Bad idea, Lou. VERY bad idea. Religious freedom is a fundamental human right, and I don’t know of any “confessional state” in history or in the present which has successfully maintained and defended this right for all its citizens and the strangers dwelling within its borders (except perhaps the Vatican City State! Or maybe the United Kingdom, which could – at a stretch – be called a “confessional” state in so far as it has a religion which is established by the State, but that would be stretching the meaning of the word “confessional” to breaking point…)
But Louise suggests it would be all OK if “no-one is forced to observe the confessional religion if they do not wish to.”
Then what do you mean by a “Confessional”state? And what would be the purpose of it?
How would a Catholic Confessional state defend itself against the charge of forcing others to observe the dictates of a certain religion against their wishes, when its governing power (acting as a confessionally Catholic body) is obliged to uphold the moral teachings of the Catholic confession?
And if there were no such obligation for the governing power to uphold the Confessional religion (eg. as in the UK today), what would be achieved by having such an official state religion in the first place?
The separation of church and state is a “good thing” in our society. In case you disagree, just take a look at the various Islamic confessional states where Sharia holds sway. (and for an interesting article on that, see this article by a Muslim author in the latest First Things issue).
What is a “bad thing” is the separation of Christians from the State, or Christians who separate their Christianity from the State. OR, for that matter, when anyone at all feels the need to leave their religious convictions (whatever they may be) indoors when they venture out into the public square.
IOW, what we need is not a “Catholic Confessional State” but simply more confessional Catholics involved in our State.
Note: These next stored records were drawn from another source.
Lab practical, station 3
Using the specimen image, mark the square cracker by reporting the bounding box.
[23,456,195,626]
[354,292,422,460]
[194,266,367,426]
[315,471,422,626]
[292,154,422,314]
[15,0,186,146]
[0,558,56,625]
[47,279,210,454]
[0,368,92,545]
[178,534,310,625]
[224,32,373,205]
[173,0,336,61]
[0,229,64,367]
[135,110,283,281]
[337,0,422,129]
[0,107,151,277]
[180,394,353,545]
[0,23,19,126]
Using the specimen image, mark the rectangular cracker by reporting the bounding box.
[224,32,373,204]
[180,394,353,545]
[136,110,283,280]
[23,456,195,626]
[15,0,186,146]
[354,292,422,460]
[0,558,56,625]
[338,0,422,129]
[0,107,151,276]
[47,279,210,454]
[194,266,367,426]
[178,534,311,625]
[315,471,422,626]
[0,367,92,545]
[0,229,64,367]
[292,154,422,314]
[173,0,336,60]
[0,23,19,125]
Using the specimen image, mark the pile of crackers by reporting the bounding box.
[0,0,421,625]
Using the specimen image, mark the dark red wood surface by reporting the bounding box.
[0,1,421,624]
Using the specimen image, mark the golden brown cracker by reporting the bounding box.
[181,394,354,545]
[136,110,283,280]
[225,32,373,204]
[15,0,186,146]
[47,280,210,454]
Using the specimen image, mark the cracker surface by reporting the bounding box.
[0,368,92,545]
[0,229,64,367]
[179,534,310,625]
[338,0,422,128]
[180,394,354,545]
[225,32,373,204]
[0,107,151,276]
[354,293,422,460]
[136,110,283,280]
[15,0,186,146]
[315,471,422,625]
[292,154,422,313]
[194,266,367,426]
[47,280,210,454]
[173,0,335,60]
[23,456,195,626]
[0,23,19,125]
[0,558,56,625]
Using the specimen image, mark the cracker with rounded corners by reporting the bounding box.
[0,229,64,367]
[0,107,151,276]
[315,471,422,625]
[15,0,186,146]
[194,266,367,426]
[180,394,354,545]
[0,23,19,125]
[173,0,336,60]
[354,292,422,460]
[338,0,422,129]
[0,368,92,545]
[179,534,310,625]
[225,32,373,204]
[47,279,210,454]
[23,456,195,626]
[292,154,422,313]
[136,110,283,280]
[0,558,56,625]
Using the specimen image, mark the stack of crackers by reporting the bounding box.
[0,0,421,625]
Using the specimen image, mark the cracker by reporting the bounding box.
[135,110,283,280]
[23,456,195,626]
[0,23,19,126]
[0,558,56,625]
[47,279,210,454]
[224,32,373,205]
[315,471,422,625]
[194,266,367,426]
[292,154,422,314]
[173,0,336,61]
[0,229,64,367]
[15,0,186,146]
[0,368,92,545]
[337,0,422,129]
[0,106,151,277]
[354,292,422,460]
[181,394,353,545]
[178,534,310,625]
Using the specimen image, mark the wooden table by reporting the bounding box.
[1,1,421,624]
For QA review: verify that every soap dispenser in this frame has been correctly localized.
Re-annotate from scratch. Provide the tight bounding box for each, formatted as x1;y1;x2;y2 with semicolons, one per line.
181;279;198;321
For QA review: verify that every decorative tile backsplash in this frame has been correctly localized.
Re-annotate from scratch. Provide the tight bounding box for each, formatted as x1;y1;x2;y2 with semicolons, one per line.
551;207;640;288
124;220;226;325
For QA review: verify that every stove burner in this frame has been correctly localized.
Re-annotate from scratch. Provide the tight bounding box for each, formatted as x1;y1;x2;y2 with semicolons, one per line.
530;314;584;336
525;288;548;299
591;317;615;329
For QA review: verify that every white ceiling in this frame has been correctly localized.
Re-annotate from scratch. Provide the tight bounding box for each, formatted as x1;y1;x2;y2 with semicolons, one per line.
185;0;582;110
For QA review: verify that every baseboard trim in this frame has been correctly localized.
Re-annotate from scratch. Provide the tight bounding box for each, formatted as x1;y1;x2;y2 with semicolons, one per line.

This is not to deny that Christ is King over the State as well as the Church (not even the Lutheran doctrine of the two kingdoms denies that).
But his reign over the State can only be recognised by those who accept his reign over their hearts. And those in political power who do recognise Christ as King of their own hearts must also recognise that he is King over the State. In this they will recognise their duty as subjects of Christ the King to enact His Reign in their society by defending the human dignity of each and every human being within it. This includes protecting their religious freedom.
May I recomment re-reading the second half of Pope Benedict’s first Encyclical (or in fact anything he has said before or since his election on this matter) for an understanding of the proper relation between Church and State in Catholic teaching.